The costs are real. Every step spends tokens on thought and observation, not only action, which makes ReAct more expensive per unit of work than a pure action-only agent would be on tasks where the model already knows what to do. The interleaving also couples reasoning to whatever the most recent observation was, which can let an unexpected result pull the agent sideways from its original plan. Longer horizons amplify this. Beyond a few dozen steps, the agent often needs external structure to stay anchored: a progress log, a plan file, or a checkpoint.

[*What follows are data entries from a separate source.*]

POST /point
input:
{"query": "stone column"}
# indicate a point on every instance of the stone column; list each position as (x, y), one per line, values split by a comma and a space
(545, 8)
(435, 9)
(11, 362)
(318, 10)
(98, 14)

  • Depends on: Agent – ReAct is the inner loop definition of what “agent” means in 2026.
  • Depends on: Tool – every action is a tool call; without tools there is no ReAct, only chain-of-thought.
  • Used by: Plan Mode – plan mode structures two ReAct passes (explore first, implement second) with a human review between them.
  • Used by: Verification Loop – the outer loop that checks the ReAct loop’s output against tests.
  • Used by: Research, Plan, Implement – three ReAct passes with changed prompts and allowed tools between them.
  • Used by: Ralph Wiggum Loop – restarts a ReAct loop with fresh context once per task.
  • Corrected by: Steering Loop – the harness watches a running ReAct loop and intervenes when it drifts.
  • Contrasts with: Generator-Evaluator – generator-evaluator is two agents criticizing each other; ReAct is one agent criticizing its last observation.
  • Related: Prompt – ReAct is the prompting strategy that produces a thought-action-observation trace.
  • Related: Context Engineering – what the agent sees in each observation is a context-engineering decision.
  • Failure mode: Ralph Wiggum Loop is also the antidote to runaway ReAct over long horizons.

Sources

  • Shunyu Yao, Jeffrey Zhao, Dian Yu, Nan Du, Izhak Shafran, Karthik Narasimhan, and Yuan Cao introduced the pattern in ReAct: Synergizing Reasoning and Acting in Language Models (arXiv:2210.03629, 2022; published at ICLR 2023). The paper gave the loop its name and the empirical evidence that interleaving beat reasoning-only or acting-only baselines.
  • The ReAct prompting template was popularized through the promptingguide.ai reference, LangChain’s early agent implementations, and the LangGraph Thought-Action-Observation node primitive, which together made the loop easy to adopt without re-reading the paper.
  • Anthropic’s tool-use API and OpenAI’s function-calling API turned the original text-parsed ReAct trace into structured JSON, eliminating the brittle-parsing failure that early implementations suffered from.
  • The widespread mid-2020s adoption of ReAct as the default coding-agent architecture emerged as a community practice among agentic coding teams; no single author owns that shift, though the Yao et al. paper is the universal reference.